Aumenta la ayuda de la UE para los productores

Bruselas (EFE) - Una ayuda de 242 millones de dólares para compensar las pérdidas sufridas por los ganaderos británicos fue anunciada ayer por la Comisión Europea, como consecuencia de las fluctuaciones monetarias y de la fiebre aftosa. De ese monto global, 134 millones de dólares procederán del presupuesto comunitario, según señaló un comunicado del Ejecutivo europeo.

Las subvenciones acordadas a los productores británicos están destinadas a compensar «las repercusiones negativas de las fluctuaciones de la libra esterlina frente al euro en los precios y las primas de la Política Agrícola Común (PAC)», añade la nota. Las ayudas, que beneficiarán a los productores de leche, vacuno y ovino, permitirán, además, «aliviar un poco a los ganaderos, actualmente enfrentados a graves dificultades como consecuencia de la fiebre aftosa».

La epidemia de fiebre aftosa ya costó alrededor de 154 millones de dólares a la Unión Europea (UE), declaró David Byrne, comisario europeo de Sanidad. Al hablar ante diputados del Parlamento europeo, Byrne subrayó que la cuestión de la financiación de los costos, y otras relacionadas con la vacunación, deberán ser abordadas tras la erradicación de la epidemia, «cuando la crisis esté bajo control».

Vacunas

Varios eurodiputados, entre ellos el bloque parlamentario de los Verdes (ecologistas), preguntaron sobre la posibilidad de aplicar la vacunación masiva a título preventivo, que ya ha sido autorizada de forma muy selectiva en Gran Bretaña y Holanda.

Byrne respondió que «ningún Estado miembro solicitó volver a una vacunación gene-ralizada».

El comisario europeo indicó que se obtuvieron progresos en las pruebas que permiten distinguir a los animales vacunados de los animales portadores de la enfermedad sin vacunar, el principal obstáculo para vender en el exterior esos animales o su carne.

«Esos progresos deben aumentar» y el debate sobre la vacunación tendrá lugar tras la crisis, dijo Byrne.

El número de focos en Gran Bretaña ascendía ayer a 953. En tanto, las autoridades deberán desenterrar ahora 900 vacas y ovejas sacrificadas preventivamente, ante el temor de los agricultores de que los cadáveres contaminen las napas de aguas subterráneas. El «desentierro» comenzará la próxima semana, informó el Ministerio de Agricultura. Asimismo crecen las versiones sobre el ocultamiento de Ingla-terra acerca de la existencia de la enfermedad.
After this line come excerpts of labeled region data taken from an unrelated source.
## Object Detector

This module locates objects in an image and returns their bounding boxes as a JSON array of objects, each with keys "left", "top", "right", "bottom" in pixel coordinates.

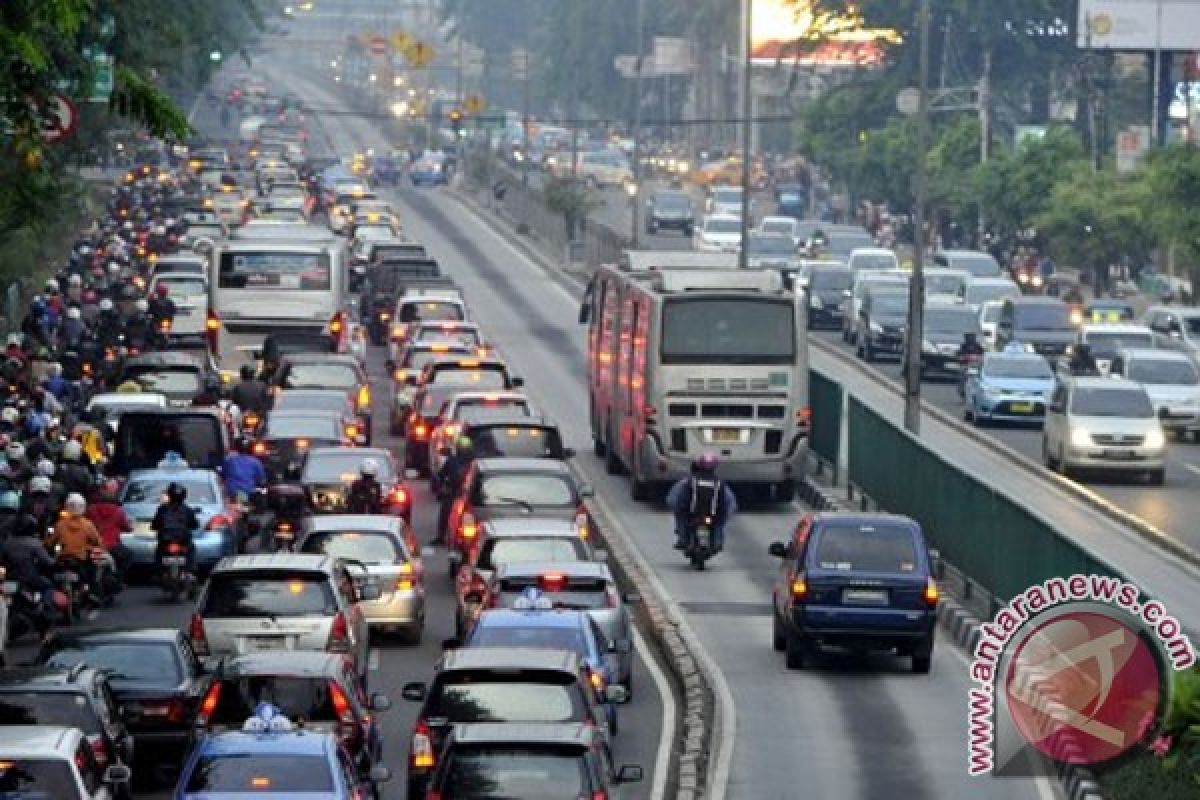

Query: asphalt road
[{"left": 270, "top": 61, "right": 1057, "bottom": 800}]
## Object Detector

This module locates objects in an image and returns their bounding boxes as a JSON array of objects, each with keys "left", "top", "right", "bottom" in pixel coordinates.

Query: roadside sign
[{"left": 42, "top": 95, "right": 79, "bottom": 144}]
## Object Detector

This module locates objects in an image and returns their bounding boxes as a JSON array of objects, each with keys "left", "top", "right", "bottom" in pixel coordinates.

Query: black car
[
  {"left": 37, "top": 627, "right": 212, "bottom": 763},
  {"left": 0, "top": 663, "right": 133, "bottom": 769},
  {"left": 646, "top": 192, "right": 696, "bottom": 236}
]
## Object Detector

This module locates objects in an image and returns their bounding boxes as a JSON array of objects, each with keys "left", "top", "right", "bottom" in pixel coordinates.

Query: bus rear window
[
  {"left": 662, "top": 297, "right": 796, "bottom": 363},
  {"left": 217, "top": 252, "right": 332, "bottom": 291}
]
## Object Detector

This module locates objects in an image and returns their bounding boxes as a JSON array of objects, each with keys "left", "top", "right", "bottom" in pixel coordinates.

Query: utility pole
[
  {"left": 738, "top": 0, "right": 754, "bottom": 270},
  {"left": 629, "top": 0, "right": 646, "bottom": 249},
  {"left": 904, "top": 0, "right": 930, "bottom": 434}
]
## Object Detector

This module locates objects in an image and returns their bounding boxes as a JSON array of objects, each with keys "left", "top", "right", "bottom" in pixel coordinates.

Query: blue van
[{"left": 768, "top": 512, "right": 938, "bottom": 673}]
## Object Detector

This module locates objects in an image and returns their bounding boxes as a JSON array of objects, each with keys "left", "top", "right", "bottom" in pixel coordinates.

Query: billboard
[
  {"left": 743, "top": 0, "right": 900, "bottom": 67},
  {"left": 1075, "top": 0, "right": 1200, "bottom": 50}
]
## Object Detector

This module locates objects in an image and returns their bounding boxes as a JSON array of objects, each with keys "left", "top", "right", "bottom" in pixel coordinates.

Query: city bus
[{"left": 580, "top": 251, "right": 811, "bottom": 501}]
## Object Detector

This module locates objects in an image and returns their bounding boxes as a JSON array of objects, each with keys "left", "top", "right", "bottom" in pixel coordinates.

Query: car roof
[
  {"left": 452, "top": 722, "right": 595, "bottom": 750},
  {"left": 475, "top": 457, "right": 571, "bottom": 477},
  {"left": 438, "top": 646, "right": 580, "bottom": 673},
  {"left": 0, "top": 724, "right": 83, "bottom": 759}
]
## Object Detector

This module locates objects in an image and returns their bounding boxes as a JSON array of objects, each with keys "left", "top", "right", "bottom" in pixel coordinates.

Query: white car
[
  {"left": 694, "top": 213, "right": 742, "bottom": 253},
  {"left": 1042, "top": 378, "right": 1166, "bottom": 486},
  {"left": 1109, "top": 349, "right": 1200, "bottom": 439}
]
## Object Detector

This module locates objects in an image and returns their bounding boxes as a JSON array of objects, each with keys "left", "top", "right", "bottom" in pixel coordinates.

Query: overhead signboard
[{"left": 1075, "top": 0, "right": 1200, "bottom": 50}]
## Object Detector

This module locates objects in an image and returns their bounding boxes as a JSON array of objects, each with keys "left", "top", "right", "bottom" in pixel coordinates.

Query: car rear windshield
[
  {"left": 1070, "top": 389, "right": 1154, "bottom": 420},
  {"left": 812, "top": 524, "right": 917, "bottom": 572},
  {"left": 1126, "top": 359, "right": 1200, "bottom": 386},
  {"left": 470, "top": 426, "right": 563, "bottom": 458},
  {"left": 304, "top": 530, "right": 401, "bottom": 564},
  {"left": 185, "top": 753, "right": 334, "bottom": 796},
  {"left": 425, "top": 670, "right": 587, "bottom": 724},
  {"left": 209, "top": 676, "right": 337, "bottom": 728},
  {"left": 121, "top": 477, "right": 217, "bottom": 505},
  {"left": 283, "top": 363, "right": 359, "bottom": 389},
  {"left": 442, "top": 745, "right": 592, "bottom": 800},
  {"left": 46, "top": 642, "right": 184, "bottom": 686},
  {"left": 0, "top": 690, "right": 100, "bottom": 733},
  {"left": 479, "top": 536, "right": 588, "bottom": 570},
  {"left": 479, "top": 473, "right": 575, "bottom": 506},
  {"left": 300, "top": 451, "right": 396, "bottom": 485},
  {"left": 0, "top": 758, "right": 79, "bottom": 800},
  {"left": 204, "top": 570, "right": 337, "bottom": 618},
  {"left": 661, "top": 297, "right": 796, "bottom": 363}
]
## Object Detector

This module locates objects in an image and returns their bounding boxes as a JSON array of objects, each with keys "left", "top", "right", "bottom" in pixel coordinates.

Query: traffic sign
[{"left": 42, "top": 95, "right": 79, "bottom": 144}]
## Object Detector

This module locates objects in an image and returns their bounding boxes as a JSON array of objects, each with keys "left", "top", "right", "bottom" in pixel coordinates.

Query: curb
[
  {"left": 797, "top": 477, "right": 1104, "bottom": 800},
  {"left": 809, "top": 338, "right": 1200, "bottom": 566}
]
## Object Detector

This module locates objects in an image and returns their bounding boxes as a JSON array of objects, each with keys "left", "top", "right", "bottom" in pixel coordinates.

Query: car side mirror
[
  {"left": 617, "top": 764, "right": 643, "bottom": 783},
  {"left": 400, "top": 681, "right": 428, "bottom": 703}
]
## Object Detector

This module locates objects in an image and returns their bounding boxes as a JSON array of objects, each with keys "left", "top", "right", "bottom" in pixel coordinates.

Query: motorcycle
[{"left": 158, "top": 542, "right": 196, "bottom": 601}]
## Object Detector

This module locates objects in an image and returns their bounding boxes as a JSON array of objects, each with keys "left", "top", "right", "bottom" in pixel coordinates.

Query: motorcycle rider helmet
[
  {"left": 62, "top": 492, "right": 88, "bottom": 517},
  {"left": 691, "top": 452, "right": 721, "bottom": 475}
]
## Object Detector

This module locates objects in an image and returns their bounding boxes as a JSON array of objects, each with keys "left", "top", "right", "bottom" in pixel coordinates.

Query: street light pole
[
  {"left": 904, "top": 0, "right": 930, "bottom": 434},
  {"left": 738, "top": 0, "right": 754, "bottom": 270}
]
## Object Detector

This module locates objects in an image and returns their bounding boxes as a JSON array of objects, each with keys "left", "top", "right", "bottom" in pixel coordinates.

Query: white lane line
[{"left": 634, "top": 625, "right": 678, "bottom": 800}]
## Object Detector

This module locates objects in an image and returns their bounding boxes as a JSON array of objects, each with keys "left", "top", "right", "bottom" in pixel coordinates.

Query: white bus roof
[{"left": 620, "top": 249, "right": 738, "bottom": 272}]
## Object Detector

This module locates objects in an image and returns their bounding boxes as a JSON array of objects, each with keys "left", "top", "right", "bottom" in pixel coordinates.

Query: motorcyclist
[
  {"left": 1067, "top": 342, "right": 1100, "bottom": 375},
  {"left": 346, "top": 458, "right": 383, "bottom": 513},
  {"left": 667, "top": 453, "right": 738, "bottom": 553},
  {"left": 150, "top": 482, "right": 200, "bottom": 573},
  {"left": 233, "top": 363, "right": 271, "bottom": 415}
]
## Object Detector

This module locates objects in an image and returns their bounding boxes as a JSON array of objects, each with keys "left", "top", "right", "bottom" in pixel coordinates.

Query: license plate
[{"left": 841, "top": 589, "right": 888, "bottom": 606}]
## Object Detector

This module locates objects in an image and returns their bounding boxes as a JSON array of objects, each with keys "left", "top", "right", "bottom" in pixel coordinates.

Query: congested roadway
[{"left": 260, "top": 51, "right": 1057, "bottom": 800}]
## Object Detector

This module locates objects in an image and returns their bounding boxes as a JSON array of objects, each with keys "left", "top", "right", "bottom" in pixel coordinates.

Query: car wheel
[{"left": 784, "top": 630, "right": 809, "bottom": 669}]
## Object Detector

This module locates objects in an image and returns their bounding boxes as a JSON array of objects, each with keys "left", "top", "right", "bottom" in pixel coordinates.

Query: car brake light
[
  {"left": 187, "top": 614, "right": 209, "bottom": 656},
  {"left": 325, "top": 612, "right": 350, "bottom": 652},
  {"left": 410, "top": 720, "right": 434, "bottom": 767},
  {"left": 924, "top": 578, "right": 941, "bottom": 608}
]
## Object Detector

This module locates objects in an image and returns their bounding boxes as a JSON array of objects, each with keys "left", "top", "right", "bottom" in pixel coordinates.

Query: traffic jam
[{"left": 0, "top": 84, "right": 643, "bottom": 799}]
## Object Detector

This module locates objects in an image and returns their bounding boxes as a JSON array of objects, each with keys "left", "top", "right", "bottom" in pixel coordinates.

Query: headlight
[
  {"left": 1146, "top": 428, "right": 1166, "bottom": 450},
  {"left": 1070, "top": 427, "right": 1092, "bottom": 447}
]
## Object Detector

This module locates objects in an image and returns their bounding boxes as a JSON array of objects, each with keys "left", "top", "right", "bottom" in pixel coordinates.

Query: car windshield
[
  {"left": 984, "top": 356, "right": 1054, "bottom": 380},
  {"left": 185, "top": 753, "right": 334, "bottom": 796},
  {"left": 661, "top": 297, "right": 796, "bottom": 363},
  {"left": 1014, "top": 302, "right": 1072, "bottom": 331},
  {"left": 1070, "top": 389, "right": 1154, "bottom": 420},
  {"left": 479, "top": 473, "right": 575, "bottom": 506},
  {"left": 1126, "top": 359, "right": 1200, "bottom": 386},
  {"left": 812, "top": 524, "right": 917, "bottom": 573},
  {"left": 304, "top": 530, "right": 401, "bottom": 564},
  {"left": 479, "top": 536, "right": 587, "bottom": 570},
  {"left": 442, "top": 745, "right": 593, "bottom": 800},
  {"left": 425, "top": 672, "right": 587, "bottom": 724},
  {"left": 925, "top": 308, "right": 979, "bottom": 336},
  {"left": 704, "top": 217, "right": 742, "bottom": 234},
  {"left": 121, "top": 476, "right": 217, "bottom": 505},
  {"left": 0, "top": 758, "right": 79, "bottom": 800},
  {"left": 300, "top": 451, "right": 396, "bottom": 485},
  {"left": 1084, "top": 331, "right": 1154, "bottom": 356},
  {"left": 283, "top": 363, "right": 359, "bottom": 389},
  {"left": 203, "top": 570, "right": 337, "bottom": 618},
  {"left": 46, "top": 642, "right": 184, "bottom": 686},
  {"left": 749, "top": 235, "right": 796, "bottom": 255},
  {"left": 0, "top": 690, "right": 101, "bottom": 733}
]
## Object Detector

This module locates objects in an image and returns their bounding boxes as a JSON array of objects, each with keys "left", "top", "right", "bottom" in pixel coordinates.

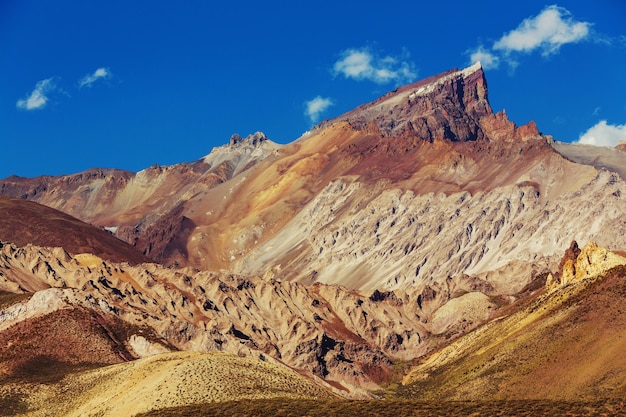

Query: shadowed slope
[{"left": 0, "top": 196, "right": 150, "bottom": 264}]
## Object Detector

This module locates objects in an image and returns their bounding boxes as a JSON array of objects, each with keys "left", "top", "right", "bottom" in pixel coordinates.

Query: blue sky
[{"left": 0, "top": 0, "right": 626, "bottom": 178}]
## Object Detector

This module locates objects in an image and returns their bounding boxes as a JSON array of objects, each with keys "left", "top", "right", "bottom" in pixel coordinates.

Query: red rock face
[{"left": 335, "top": 61, "right": 492, "bottom": 142}]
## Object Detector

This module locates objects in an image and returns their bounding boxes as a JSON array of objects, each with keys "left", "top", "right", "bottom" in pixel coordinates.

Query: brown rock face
[
  {"left": 0, "top": 61, "right": 626, "bottom": 392},
  {"left": 336, "top": 61, "right": 491, "bottom": 142},
  {"left": 0, "top": 196, "right": 150, "bottom": 264}
]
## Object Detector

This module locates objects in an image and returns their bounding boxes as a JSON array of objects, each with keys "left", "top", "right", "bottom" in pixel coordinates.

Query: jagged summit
[
  {"left": 338, "top": 63, "right": 493, "bottom": 142},
  {"left": 229, "top": 132, "right": 269, "bottom": 146}
]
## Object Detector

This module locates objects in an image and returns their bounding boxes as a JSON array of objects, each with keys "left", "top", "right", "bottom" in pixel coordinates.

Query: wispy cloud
[
  {"left": 16, "top": 77, "right": 57, "bottom": 110},
  {"left": 577, "top": 120, "right": 626, "bottom": 146},
  {"left": 304, "top": 96, "right": 335, "bottom": 123},
  {"left": 78, "top": 67, "right": 113, "bottom": 88},
  {"left": 468, "top": 5, "right": 592, "bottom": 69},
  {"left": 333, "top": 47, "right": 417, "bottom": 84}
]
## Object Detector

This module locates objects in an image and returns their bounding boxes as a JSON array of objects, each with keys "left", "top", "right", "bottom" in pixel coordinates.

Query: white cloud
[
  {"left": 78, "top": 67, "right": 112, "bottom": 88},
  {"left": 470, "top": 46, "right": 500, "bottom": 69},
  {"left": 469, "top": 5, "right": 592, "bottom": 70},
  {"left": 16, "top": 78, "right": 56, "bottom": 110},
  {"left": 577, "top": 120, "right": 626, "bottom": 146},
  {"left": 493, "top": 5, "right": 591, "bottom": 55},
  {"left": 333, "top": 48, "right": 417, "bottom": 84},
  {"left": 304, "top": 96, "right": 335, "bottom": 123}
]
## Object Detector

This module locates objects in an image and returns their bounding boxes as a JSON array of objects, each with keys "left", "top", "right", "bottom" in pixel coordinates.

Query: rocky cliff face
[{"left": 0, "top": 243, "right": 496, "bottom": 394}]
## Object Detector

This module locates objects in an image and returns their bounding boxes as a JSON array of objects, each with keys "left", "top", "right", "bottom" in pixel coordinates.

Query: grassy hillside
[{"left": 399, "top": 266, "right": 626, "bottom": 401}]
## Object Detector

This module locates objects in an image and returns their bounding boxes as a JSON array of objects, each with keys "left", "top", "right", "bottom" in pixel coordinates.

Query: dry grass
[
  {"left": 138, "top": 398, "right": 626, "bottom": 417},
  {"left": 4, "top": 352, "right": 334, "bottom": 417},
  {"left": 0, "top": 291, "right": 32, "bottom": 310}
]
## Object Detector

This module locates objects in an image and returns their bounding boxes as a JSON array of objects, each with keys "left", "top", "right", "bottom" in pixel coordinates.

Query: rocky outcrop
[
  {"left": 0, "top": 243, "right": 502, "bottom": 393},
  {"left": 400, "top": 243, "right": 626, "bottom": 404},
  {"left": 546, "top": 241, "right": 626, "bottom": 290}
]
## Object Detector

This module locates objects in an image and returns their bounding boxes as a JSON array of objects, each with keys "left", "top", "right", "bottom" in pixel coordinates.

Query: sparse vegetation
[
  {"left": 137, "top": 398, "right": 626, "bottom": 417},
  {"left": 0, "top": 291, "right": 32, "bottom": 310}
]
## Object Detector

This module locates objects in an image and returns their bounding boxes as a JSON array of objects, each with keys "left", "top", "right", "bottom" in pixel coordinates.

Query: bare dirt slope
[
  {"left": 401, "top": 240, "right": 626, "bottom": 400},
  {"left": 4, "top": 352, "right": 336, "bottom": 417},
  {"left": 0, "top": 196, "right": 149, "bottom": 264}
]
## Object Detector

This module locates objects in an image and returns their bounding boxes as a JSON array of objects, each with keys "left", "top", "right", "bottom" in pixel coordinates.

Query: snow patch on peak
[{"left": 409, "top": 61, "right": 483, "bottom": 100}]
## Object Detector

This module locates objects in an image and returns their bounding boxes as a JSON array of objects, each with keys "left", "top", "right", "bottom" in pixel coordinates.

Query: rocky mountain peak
[
  {"left": 332, "top": 63, "right": 492, "bottom": 142},
  {"left": 229, "top": 132, "right": 269, "bottom": 146}
]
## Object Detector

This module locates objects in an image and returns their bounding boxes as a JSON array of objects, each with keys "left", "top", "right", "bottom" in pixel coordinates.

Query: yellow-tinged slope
[
  {"left": 401, "top": 240, "right": 626, "bottom": 400},
  {"left": 18, "top": 352, "right": 333, "bottom": 417}
]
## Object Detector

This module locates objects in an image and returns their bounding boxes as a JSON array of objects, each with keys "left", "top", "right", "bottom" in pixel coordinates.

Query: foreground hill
[
  {"left": 402, "top": 244, "right": 626, "bottom": 400},
  {"left": 0, "top": 240, "right": 626, "bottom": 416},
  {"left": 0, "top": 352, "right": 337, "bottom": 417}
]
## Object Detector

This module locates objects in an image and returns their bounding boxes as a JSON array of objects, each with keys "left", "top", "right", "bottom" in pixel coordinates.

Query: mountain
[
  {"left": 0, "top": 196, "right": 149, "bottom": 264},
  {"left": 0, "top": 64, "right": 626, "bottom": 410},
  {"left": 0, "top": 65, "right": 626, "bottom": 290},
  {"left": 404, "top": 242, "right": 626, "bottom": 400}
]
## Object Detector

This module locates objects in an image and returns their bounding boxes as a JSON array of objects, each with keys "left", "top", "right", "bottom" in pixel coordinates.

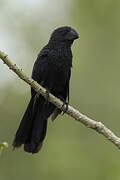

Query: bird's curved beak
[{"left": 66, "top": 29, "right": 79, "bottom": 40}]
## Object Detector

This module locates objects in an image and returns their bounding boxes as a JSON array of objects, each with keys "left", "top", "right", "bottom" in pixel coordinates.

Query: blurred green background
[{"left": 0, "top": 0, "right": 120, "bottom": 180}]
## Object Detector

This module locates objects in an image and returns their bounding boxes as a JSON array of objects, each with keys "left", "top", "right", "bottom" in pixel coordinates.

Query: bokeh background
[{"left": 0, "top": 0, "right": 120, "bottom": 180}]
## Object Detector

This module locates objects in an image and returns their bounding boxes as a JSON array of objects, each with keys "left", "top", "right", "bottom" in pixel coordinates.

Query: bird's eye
[{"left": 61, "top": 30, "right": 69, "bottom": 36}]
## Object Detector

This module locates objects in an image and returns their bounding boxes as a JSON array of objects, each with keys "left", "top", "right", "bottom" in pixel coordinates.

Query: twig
[{"left": 0, "top": 51, "right": 120, "bottom": 149}]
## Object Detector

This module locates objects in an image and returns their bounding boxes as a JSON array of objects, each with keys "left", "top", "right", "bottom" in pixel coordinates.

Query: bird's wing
[{"left": 31, "top": 48, "right": 49, "bottom": 96}]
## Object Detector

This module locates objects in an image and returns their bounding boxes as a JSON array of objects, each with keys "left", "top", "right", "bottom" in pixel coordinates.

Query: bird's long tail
[{"left": 13, "top": 98, "right": 54, "bottom": 153}]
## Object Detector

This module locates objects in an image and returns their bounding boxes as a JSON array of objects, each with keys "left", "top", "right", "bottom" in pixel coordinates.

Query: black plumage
[{"left": 13, "top": 26, "right": 78, "bottom": 153}]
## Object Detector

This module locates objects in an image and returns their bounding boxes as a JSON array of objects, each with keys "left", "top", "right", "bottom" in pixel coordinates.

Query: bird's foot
[
  {"left": 45, "top": 89, "right": 50, "bottom": 104},
  {"left": 62, "top": 100, "right": 69, "bottom": 115}
]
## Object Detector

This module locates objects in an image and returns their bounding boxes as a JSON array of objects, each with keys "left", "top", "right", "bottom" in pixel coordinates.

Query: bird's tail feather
[
  {"left": 13, "top": 95, "right": 54, "bottom": 153},
  {"left": 13, "top": 98, "right": 34, "bottom": 148},
  {"left": 24, "top": 103, "right": 54, "bottom": 153}
]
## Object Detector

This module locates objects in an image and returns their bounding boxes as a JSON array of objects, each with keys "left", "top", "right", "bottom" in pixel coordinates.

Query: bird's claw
[{"left": 62, "top": 101, "right": 68, "bottom": 115}]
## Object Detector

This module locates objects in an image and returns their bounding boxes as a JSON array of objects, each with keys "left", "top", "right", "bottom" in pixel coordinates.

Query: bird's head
[{"left": 49, "top": 26, "right": 79, "bottom": 44}]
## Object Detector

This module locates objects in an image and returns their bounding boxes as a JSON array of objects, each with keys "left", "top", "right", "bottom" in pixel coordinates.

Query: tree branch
[{"left": 0, "top": 51, "right": 120, "bottom": 149}]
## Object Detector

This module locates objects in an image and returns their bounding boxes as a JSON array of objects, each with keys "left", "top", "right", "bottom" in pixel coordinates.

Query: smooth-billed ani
[{"left": 13, "top": 26, "right": 79, "bottom": 153}]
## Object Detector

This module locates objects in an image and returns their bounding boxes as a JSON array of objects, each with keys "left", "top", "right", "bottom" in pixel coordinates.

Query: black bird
[{"left": 13, "top": 26, "right": 79, "bottom": 153}]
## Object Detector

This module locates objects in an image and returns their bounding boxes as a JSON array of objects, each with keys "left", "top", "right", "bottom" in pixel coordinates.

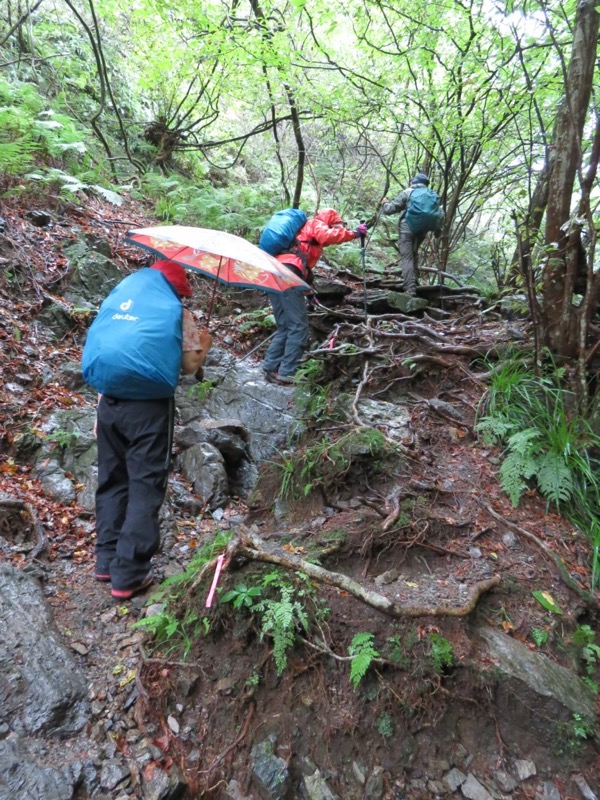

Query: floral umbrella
[{"left": 126, "top": 225, "right": 309, "bottom": 292}]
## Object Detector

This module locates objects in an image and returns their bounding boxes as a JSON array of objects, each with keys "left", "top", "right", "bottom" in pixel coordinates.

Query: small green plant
[
  {"left": 221, "top": 583, "right": 262, "bottom": 608},
  {"left": 256, "top": 577, "right": 309, "bottom": 675},
  {"left": 246, "top": 670, "right": 260, "bottom": 689},
  {"left": 573, "top": 625, "right": 600, "bottom": 675},
  {"left": 187, "top": 381, "right": 215, "bottom": 403},
  {"left": 531, "top": 591, "right": 562, "bottom": 616},
  {"left": 475, "top": 357, "right": 600, "bottom": 589},
  {"left": 221, "top": 570, "right": 316, "bottom": 675},
  {"left": 531, "top": 628, "right": 548, "bottom": 647},
  {"left": 571, "top": 713, "right": 595, "bottom": 739},
  {"left": 273, "top": 456, "right": 296, "bottom": 500},
  {"left": 348, "top": 633, "right": 379, "bottom": 689},
  {"left": 377, "top": 711, "right": 395, "bottom": 739},
  {"left": 428, "top": 632, "right": 454, "bottom": 675},
  {"left": 132, "top": 531, "right": 231, "bottom": 658}
]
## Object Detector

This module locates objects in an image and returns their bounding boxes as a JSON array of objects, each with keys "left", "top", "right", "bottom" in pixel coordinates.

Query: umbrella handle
[{"left": 206, "top": 256, "right": 223, "bottom": 327}]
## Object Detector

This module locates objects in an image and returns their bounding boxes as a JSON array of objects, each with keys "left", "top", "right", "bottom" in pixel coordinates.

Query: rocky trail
[{"left": 0, "top": 199, "right": 600, "bottom": 800}]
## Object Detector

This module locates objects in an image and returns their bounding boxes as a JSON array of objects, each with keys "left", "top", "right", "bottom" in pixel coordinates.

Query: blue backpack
[
  {"left": 81, "top": 269, "right": 183, "bottom": 400},
  {"left": 258, "top": 208, "right": 308, "bottom": 256},
  {"left": 404, "top": 186, "right": 444, "bottom": 236}
]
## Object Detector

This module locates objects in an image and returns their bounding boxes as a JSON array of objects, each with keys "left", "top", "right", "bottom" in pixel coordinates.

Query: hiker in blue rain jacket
[
  {"left": 84, "top": 260, "right": 212, "bottom": 600},
  {"left": 381, "top": 172, "right": 443, "bottom": 297}
]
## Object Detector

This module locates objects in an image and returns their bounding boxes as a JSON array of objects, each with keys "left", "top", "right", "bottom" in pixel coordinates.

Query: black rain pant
[{"left": 96, "top": 397, "right": 174, "bottom": 589}]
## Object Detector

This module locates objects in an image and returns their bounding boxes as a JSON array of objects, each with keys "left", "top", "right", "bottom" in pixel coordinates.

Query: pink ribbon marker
[{"left": 206, "top": 555, "right": 225, "bottom": 608}]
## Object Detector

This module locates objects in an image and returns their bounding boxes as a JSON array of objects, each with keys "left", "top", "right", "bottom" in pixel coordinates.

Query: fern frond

El primer ministro británico,
Tony Blair, viajó por el interior del país para seguir de cerca la lucha contra la fiebre aftosa, cuya epidemia lo obligó a aplazar las elecciones generales y municipales. Blair quiere ver sobre el terreno los esfuerzos de veterinarios, ganaderos y soldados para combatir la enfermedad, altamente contagiosa entre vacunos, ovinos y porcinos.